I have a question about choosing the right scoring rule. I am building a system which predicts the spatial (2D) probability of an event. The label data contains continuous values between 0 and 1, indicating the probability of the event for each pixel. I constructed my NN and applied a sigmoid at the end to pull the values between 0 and 1. I started using the Brier-score (MSE) as loss function but after pondering a bit about it, it doesn't seem like a 'fair' scoring system in my case.
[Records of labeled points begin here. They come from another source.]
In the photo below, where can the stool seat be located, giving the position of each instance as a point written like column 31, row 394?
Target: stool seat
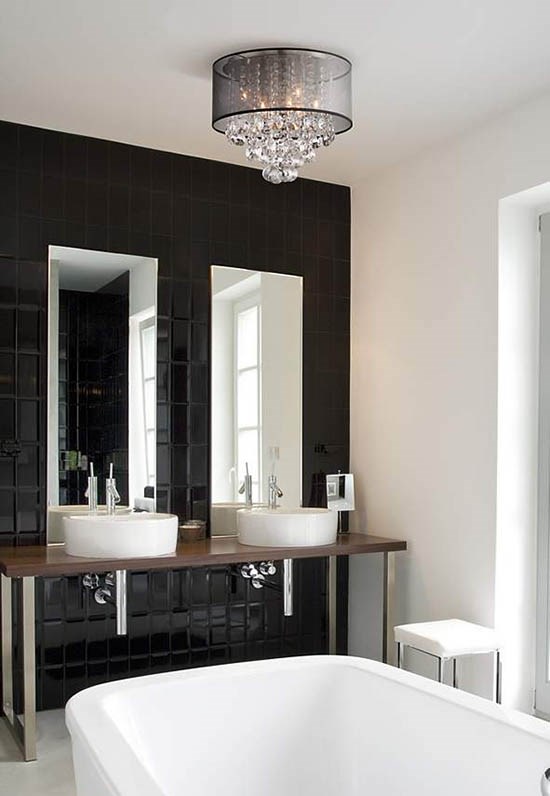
column 448, row 638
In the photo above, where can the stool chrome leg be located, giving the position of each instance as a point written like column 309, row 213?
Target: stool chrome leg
column 498, row 684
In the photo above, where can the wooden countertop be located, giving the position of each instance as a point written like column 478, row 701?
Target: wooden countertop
column 16, row 562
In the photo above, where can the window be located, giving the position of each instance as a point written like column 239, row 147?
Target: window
column 147, row 333
column 248, row 374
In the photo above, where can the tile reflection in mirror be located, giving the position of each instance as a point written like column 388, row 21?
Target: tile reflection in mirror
column 256, row 366
column 102, row 349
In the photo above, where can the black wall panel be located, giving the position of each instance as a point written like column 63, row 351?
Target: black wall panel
column 69, row 190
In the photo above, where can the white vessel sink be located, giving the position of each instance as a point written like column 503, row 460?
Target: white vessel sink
column 300, row 527
column 120, row 535
column 223, row 517
column 56, row 514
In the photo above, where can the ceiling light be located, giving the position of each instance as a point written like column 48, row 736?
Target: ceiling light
column 281, row 105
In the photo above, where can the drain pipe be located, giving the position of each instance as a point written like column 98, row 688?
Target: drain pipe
column 121, row 597
column 287, row 587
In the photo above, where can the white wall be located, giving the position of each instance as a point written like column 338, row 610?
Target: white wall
column 424, row 369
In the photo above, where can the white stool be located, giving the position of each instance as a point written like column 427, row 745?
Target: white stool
column 448, row 640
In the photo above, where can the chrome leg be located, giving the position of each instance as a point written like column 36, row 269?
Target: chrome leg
column 29, row 668
column 287, row 587
column 23, row 731
column 388, row 608
column 498, row 676
column 7, row 649
column 332, row 595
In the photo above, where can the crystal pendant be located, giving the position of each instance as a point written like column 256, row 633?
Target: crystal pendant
column 281, row 140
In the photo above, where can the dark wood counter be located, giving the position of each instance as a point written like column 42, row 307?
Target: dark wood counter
column 16, row 562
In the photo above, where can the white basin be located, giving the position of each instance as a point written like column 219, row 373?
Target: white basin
column 56, row 514
column 300, row 527
column 120, row 535
column 223, row 517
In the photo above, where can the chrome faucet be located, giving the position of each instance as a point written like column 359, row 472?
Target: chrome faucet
column 246, row 488
column 111, row 494
column 273, row 492
column 91, row 492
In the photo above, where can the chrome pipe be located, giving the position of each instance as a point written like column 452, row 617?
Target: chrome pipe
column 287, row 587
column 332, row 602
column 121, row 602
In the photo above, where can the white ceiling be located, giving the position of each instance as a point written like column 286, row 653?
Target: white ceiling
column 139, row 70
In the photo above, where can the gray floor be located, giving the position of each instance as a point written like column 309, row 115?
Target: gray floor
column 52, row 773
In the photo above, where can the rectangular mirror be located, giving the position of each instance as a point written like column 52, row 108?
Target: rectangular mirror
column 102, row 365
column 256, row 367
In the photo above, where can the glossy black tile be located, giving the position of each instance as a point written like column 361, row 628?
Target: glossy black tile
column 189, row 214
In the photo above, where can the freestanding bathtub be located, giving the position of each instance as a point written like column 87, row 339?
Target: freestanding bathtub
column 312, row 726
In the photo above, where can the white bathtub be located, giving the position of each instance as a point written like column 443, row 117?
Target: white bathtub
column 315, row 726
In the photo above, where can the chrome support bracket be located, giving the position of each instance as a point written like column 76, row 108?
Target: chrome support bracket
column 22, row 728
column 388, row 649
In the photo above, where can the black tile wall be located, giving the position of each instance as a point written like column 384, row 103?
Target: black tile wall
column 68, row 190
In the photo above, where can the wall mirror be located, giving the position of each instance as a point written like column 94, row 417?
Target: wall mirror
column 256, row 368
column 102, row 354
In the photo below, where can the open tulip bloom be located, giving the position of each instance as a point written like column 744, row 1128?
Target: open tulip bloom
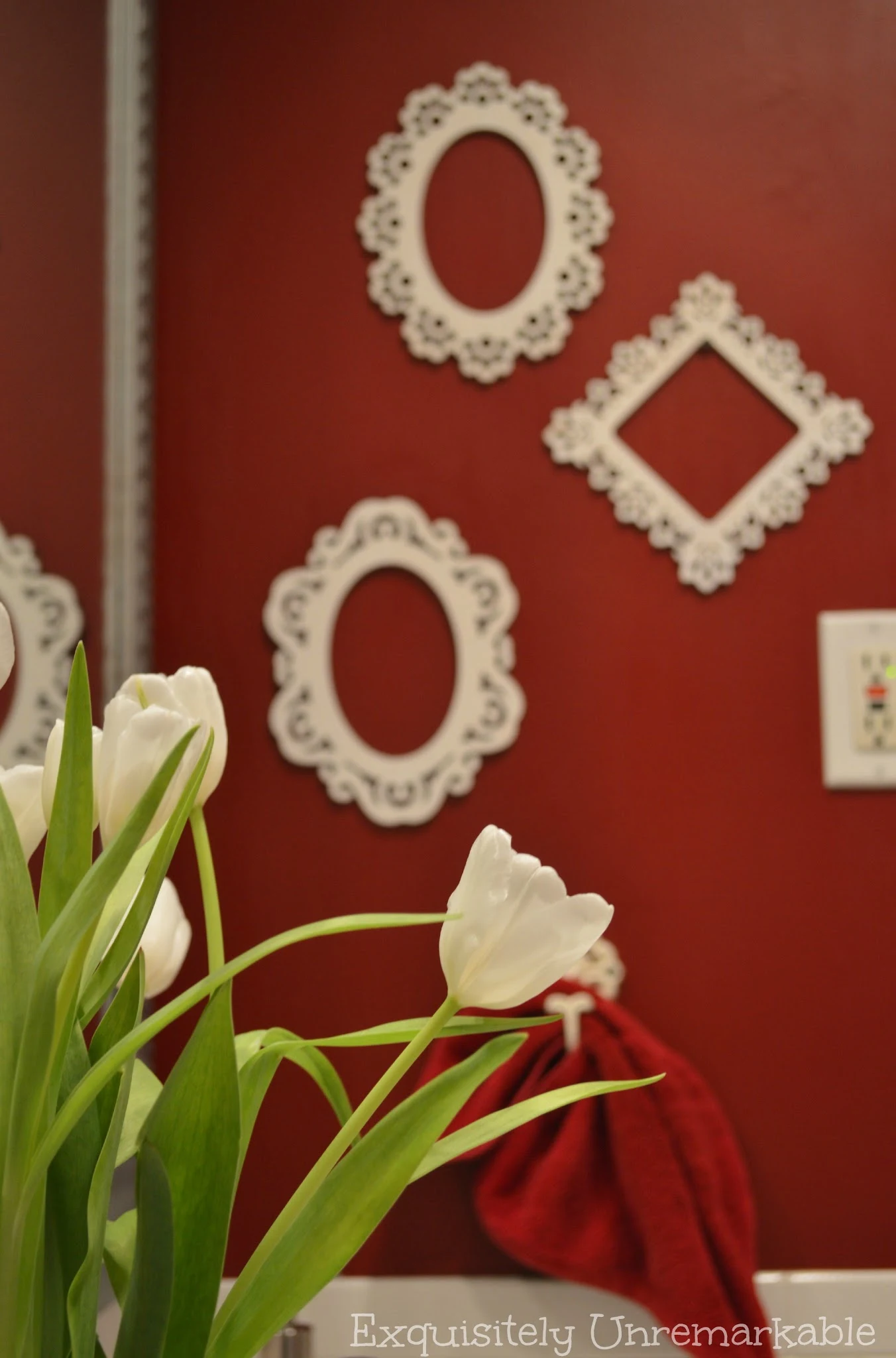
column 76, row 1101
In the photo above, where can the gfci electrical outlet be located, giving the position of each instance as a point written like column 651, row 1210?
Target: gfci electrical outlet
column 857, row 667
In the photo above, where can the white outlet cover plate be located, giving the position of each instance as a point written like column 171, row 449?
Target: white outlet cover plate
column 841, row 635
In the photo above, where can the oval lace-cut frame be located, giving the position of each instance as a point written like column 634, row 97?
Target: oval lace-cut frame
column 577, row 217
column 486, row 705
column 46, row 621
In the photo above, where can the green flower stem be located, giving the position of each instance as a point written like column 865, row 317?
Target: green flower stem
column 83, row 1095
column 340, row 1144
column 211, row 903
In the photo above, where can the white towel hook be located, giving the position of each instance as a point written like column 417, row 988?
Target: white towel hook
column 572, row 1009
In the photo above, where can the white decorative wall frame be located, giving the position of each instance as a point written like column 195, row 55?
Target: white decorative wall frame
column 708, row 550
column 128, row 402
column 486, row 705
column 568, row 276
column 46, row 621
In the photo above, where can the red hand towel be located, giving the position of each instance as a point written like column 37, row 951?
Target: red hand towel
column 642, row 1193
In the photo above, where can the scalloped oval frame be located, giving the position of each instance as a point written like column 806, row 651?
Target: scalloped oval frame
column 708, row 552
column 46, row 621
column 486, row 705
column 577, row 217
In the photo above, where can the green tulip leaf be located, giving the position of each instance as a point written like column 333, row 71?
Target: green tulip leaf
column 116, row 908
column 83, row 1294
column 105, row 1069
column 71, row 1174
column 194, row 1129
column 144, row 1319
column 146, row 1088
column 257, row 1069
column 119, row 1251
column 128, row 938
column 484, row 1130
column 19, row 942
column 70, row 837
column 402, row 1030
column 46, row 1030
column 347, row 1207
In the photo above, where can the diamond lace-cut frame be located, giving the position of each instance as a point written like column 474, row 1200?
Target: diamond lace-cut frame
column 577, row 217
column 46, row 621
column 486, row 705
column 708, row 552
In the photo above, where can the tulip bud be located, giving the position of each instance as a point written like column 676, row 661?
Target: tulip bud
column 193, row 694
column 164, row 940
column 52, row 769
column 518, row 930
column 135, row 745
column 22, row 789
column 7, row 647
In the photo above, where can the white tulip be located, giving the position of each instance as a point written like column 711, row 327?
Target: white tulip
column 518, row 930
column 192, row 693
column 22, row 789
column 7, row 647
column 164, row 940
column 136, row 742
column 52, row 758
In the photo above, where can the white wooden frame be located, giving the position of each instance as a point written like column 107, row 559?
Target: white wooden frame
column 128, row 400
column 46, row 621
column 708, row 550
column 486, row 706
column 568, row 276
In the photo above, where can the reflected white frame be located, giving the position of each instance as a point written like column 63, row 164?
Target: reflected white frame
column 486, row 706
column 577, row 217
column 708, row 552
column 46, row 621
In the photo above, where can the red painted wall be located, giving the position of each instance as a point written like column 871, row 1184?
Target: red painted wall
column 669, row 757
column 52, row 146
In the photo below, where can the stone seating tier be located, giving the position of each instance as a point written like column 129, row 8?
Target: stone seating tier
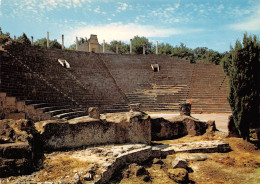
column 109, row 82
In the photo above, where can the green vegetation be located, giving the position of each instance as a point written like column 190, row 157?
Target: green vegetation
column 139, row 42
column 43, row 43
column 199, row 54
column 80, row 41
column 4, row 37
column 24, row 39
column 122, row 47
column 242, row 65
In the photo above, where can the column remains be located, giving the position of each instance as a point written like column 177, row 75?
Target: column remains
column 103, row 46
column 156, row 47
column 32, row 40
column 89, row 47
column 48, row 41
column 77, row 43
column 62, row 42
column 130, row 46
column 117, row 48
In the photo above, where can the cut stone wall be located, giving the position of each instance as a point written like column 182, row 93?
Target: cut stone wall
column 180, row 126
column 133, row 127
column 11, row 108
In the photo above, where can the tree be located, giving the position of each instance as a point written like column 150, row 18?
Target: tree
column 138, row 43
column 43, row 43
column 183, row 52
column 4, row 37
column 55, row 44
column 80, row 42
column 242, row 66
column 24, row 39
column 166, row 49
column 122, row 47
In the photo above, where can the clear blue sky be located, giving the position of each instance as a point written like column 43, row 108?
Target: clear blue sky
column 215, row 24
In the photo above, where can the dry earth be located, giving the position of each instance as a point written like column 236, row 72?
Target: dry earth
column 241, row 165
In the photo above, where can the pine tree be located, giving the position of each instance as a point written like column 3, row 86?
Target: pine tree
column 24, row 39
column 243, row 71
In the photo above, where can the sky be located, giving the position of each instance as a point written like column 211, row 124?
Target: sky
column 215, row 24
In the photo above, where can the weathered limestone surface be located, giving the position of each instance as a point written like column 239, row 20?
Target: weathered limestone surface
column 16, row 152
column 128, row 127
column 11, row 108
column 180, row 126
column 232, row 130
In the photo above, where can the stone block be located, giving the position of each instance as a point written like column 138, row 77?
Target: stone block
column 179, row 163
column 15, row 116
column 232, row 130
column 185, row 109
column 94, row 112
column 179, row 175
column 10, row 101
column 135, row 107
column 20, row 105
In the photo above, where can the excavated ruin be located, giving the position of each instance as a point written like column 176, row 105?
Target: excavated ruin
column 72, row 107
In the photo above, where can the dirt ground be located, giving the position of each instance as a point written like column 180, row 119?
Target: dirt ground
column 221, row 120
column 239, row 166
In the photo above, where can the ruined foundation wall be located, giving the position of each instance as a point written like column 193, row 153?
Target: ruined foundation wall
column 61, row 134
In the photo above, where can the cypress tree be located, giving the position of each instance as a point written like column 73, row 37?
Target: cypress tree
column 243, row 71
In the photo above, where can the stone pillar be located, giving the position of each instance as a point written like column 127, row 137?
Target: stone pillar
column 77, row 43
column 32, row 40
column 185, row 109
column 62, row 37
column 130, row 46
column 48, row 41
column 103, row 46
column 117, row 48
column 89, row 47
column 156, row 47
Take a scenario with two pixels, one pixel has a correct label of 0.5 and the other of 1. Imagine that we predict 0 for the first pixel and for the second 0.5, both will have the same Brier-score of (0.5-1)^2. However, I feel that the first case is actually worse than the second. The second prediction is far from correct, but it's halfway in between wrong and correct, it could have performed much worse (here we have equaled the average error of an untrained model). In the first case we have made the worst prediction we could possibly make (here we did much worse than what untrained model would on average predict). Intuitively, the first prediction, which was the worst prediction possible, should have a worse score than the prediction that was halfway in-between of the second pixel.
The second function I was considering was log-loss. However, since we're working with continuous values, taking P(x) seems like a bad operation to do as every P(x) will be very small.
I have searched the relevant topics for existing posts but haven't found a satisfying answer (or I didn't understand it).
What would be a 'good' scoring rule in this case?